Cutting ties was the right move (a 76ers executive told me that they "love the direction they are going"). Sure, the Sixers are still on the hook for the bulk of Webber's 2007-2008 salary ($22.3 million), but evicting Webber from the Wachovia Center frees up valuable development time for Philadelphia's younger players. Can Samuel Dalembert ever morph into a legitimate post threat? Is Andre Iguodala capable of becoming a legitimate second scorer? Can Kyle Korver be anything more than a three-point threat?

And let's not forget the 2007 draft, which is said by many (myself included) to be the best top-to-bottom draft in a decade, with big men being an especially rich commodity. The Sixers, by virtue of their Allen Iverson trade, have three first-round picks. With Webber around, any young big men would be forced to share minutes with him. Instead, now any new post players will have the freedom to develop (read: be thrown into the fire) on a Philadelphia team going nowhere in the short term but with enormous potential down the line.

Whether Maurice Cheeks is around to see that growth is another story. Cheeks was on the hot seat before the season (well, every Philadelphia coach this decade has been on the hot seat), and the team's lackluster performance is likely to cost him his job this summer. That became more evident once Larry Brown came on board.

Seriously, why in the world would Philadelphia want Brown as an executive? The man discards players like gym socks. As a coach, however, he is the game's most accomplished teacher and would be an ideal fit to shape a young Philadelphia team.
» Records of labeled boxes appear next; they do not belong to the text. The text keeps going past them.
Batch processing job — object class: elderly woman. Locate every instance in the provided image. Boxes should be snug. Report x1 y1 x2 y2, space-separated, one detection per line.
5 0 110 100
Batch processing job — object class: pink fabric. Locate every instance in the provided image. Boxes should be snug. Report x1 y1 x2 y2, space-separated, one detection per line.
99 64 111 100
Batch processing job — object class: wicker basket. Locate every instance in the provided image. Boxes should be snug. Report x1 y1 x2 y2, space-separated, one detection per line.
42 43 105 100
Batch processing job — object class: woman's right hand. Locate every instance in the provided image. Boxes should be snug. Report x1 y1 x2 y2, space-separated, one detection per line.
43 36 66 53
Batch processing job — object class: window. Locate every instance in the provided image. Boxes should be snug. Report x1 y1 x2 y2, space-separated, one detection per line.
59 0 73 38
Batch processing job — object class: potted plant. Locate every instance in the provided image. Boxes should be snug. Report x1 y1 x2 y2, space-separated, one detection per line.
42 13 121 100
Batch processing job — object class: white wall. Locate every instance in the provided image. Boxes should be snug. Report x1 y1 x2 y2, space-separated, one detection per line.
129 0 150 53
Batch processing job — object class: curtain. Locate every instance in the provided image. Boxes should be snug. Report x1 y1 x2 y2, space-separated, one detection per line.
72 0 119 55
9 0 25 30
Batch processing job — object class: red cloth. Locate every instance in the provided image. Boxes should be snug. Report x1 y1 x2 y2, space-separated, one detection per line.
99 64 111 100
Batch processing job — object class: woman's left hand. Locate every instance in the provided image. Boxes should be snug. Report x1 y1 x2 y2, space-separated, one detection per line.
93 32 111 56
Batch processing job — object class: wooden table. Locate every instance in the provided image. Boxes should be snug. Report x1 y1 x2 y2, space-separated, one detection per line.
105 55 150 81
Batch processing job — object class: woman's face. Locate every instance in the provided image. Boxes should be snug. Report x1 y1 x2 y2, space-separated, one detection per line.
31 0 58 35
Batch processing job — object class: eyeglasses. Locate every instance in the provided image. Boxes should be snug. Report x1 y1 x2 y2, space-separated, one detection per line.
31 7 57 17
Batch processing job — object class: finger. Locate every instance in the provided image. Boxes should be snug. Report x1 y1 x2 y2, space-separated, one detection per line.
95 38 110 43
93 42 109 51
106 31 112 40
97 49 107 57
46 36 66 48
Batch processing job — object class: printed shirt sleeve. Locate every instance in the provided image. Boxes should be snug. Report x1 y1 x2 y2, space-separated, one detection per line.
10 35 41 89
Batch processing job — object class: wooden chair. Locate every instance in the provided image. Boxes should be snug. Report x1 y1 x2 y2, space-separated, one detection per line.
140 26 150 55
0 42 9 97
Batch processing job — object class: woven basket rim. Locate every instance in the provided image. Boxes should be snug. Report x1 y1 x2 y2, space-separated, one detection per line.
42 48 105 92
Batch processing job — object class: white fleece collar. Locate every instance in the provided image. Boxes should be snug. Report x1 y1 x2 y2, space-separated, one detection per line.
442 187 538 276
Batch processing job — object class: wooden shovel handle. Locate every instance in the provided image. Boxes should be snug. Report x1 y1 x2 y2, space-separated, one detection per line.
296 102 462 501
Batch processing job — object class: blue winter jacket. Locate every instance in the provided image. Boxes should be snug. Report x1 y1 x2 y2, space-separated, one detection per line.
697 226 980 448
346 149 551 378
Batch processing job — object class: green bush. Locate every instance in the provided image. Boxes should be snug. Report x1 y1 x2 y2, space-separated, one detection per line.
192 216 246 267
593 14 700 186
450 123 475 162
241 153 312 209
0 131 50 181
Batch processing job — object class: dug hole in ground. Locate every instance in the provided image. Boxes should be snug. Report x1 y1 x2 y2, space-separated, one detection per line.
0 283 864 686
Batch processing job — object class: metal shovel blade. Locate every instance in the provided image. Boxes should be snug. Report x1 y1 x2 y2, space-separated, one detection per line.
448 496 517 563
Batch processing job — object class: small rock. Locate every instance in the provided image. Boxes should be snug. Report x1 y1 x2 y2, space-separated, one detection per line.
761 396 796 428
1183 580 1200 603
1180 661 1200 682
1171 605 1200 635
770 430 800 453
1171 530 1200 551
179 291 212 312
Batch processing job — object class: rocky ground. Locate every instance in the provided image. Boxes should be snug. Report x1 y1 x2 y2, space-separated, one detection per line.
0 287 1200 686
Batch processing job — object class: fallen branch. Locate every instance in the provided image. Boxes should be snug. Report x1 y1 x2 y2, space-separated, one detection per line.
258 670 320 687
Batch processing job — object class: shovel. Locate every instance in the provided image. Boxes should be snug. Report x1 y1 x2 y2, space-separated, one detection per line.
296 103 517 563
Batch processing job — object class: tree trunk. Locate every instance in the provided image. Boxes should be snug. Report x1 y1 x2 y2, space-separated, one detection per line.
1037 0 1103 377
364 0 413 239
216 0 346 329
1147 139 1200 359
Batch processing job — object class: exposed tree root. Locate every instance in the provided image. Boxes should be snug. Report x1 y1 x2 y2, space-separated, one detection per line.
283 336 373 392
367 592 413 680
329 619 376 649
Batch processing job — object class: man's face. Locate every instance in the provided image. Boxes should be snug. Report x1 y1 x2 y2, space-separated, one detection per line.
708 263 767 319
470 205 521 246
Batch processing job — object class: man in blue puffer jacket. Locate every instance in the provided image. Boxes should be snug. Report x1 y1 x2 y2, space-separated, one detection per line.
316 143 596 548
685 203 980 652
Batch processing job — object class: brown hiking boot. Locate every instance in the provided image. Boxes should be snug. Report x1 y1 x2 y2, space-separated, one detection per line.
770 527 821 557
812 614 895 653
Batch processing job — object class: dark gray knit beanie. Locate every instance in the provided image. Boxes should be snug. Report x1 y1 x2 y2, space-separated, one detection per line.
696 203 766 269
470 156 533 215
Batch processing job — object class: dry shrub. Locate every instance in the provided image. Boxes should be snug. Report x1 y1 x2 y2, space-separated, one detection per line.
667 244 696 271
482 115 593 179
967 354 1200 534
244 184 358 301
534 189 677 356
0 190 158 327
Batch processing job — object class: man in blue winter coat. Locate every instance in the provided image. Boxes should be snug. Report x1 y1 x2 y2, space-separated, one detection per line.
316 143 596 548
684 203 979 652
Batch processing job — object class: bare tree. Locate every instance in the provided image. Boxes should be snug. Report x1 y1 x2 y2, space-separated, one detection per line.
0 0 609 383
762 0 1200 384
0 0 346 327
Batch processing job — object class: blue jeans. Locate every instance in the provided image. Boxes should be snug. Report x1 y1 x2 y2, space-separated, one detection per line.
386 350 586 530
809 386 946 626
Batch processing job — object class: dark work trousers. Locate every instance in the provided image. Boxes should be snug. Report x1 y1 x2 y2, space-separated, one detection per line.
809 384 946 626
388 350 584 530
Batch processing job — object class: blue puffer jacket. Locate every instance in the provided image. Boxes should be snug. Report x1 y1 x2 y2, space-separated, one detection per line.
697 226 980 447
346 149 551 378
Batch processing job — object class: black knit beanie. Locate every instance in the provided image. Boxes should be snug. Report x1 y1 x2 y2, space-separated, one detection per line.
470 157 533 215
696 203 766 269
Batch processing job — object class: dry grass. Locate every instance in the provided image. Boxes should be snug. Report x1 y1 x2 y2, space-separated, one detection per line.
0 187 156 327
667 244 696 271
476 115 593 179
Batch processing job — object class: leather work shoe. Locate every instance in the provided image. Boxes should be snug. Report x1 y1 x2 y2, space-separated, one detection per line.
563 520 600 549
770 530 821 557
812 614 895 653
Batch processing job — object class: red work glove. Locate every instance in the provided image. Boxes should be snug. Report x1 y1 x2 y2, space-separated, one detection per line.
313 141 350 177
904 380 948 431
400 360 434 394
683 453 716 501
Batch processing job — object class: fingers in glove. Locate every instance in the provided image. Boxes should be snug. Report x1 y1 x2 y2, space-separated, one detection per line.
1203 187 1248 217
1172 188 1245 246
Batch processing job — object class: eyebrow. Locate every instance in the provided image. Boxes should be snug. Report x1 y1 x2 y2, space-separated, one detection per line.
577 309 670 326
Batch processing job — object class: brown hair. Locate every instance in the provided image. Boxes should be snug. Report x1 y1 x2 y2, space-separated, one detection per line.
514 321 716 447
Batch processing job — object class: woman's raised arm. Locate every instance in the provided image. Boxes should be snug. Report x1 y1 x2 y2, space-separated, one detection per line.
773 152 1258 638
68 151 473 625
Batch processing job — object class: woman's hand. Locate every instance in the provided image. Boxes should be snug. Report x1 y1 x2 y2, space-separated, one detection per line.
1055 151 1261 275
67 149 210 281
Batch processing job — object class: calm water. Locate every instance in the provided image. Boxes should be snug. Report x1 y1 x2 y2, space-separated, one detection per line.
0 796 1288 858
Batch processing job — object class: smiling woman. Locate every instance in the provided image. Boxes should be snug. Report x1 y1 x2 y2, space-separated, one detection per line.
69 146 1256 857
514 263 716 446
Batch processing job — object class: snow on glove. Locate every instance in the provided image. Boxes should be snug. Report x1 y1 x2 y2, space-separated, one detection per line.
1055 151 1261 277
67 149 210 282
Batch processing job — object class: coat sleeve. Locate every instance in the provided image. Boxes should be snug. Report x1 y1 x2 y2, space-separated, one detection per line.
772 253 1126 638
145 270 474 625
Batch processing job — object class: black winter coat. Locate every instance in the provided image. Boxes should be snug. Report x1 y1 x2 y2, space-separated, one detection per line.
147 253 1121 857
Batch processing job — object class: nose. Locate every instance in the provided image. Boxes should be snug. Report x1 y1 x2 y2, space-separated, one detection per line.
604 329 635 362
This is not a Detroit (or even New York) situation, where Brown frequently played veterans over his younger players. In Philadelphia, he would have few veterans and be forced to live with the mistakes of youth.

The next few years will be painful ones in Philadelphia. The team will struggle and in all likelihood the fans will flee in droves. But give GM Billy King credit: Sometimes you have to get worse before you can get better.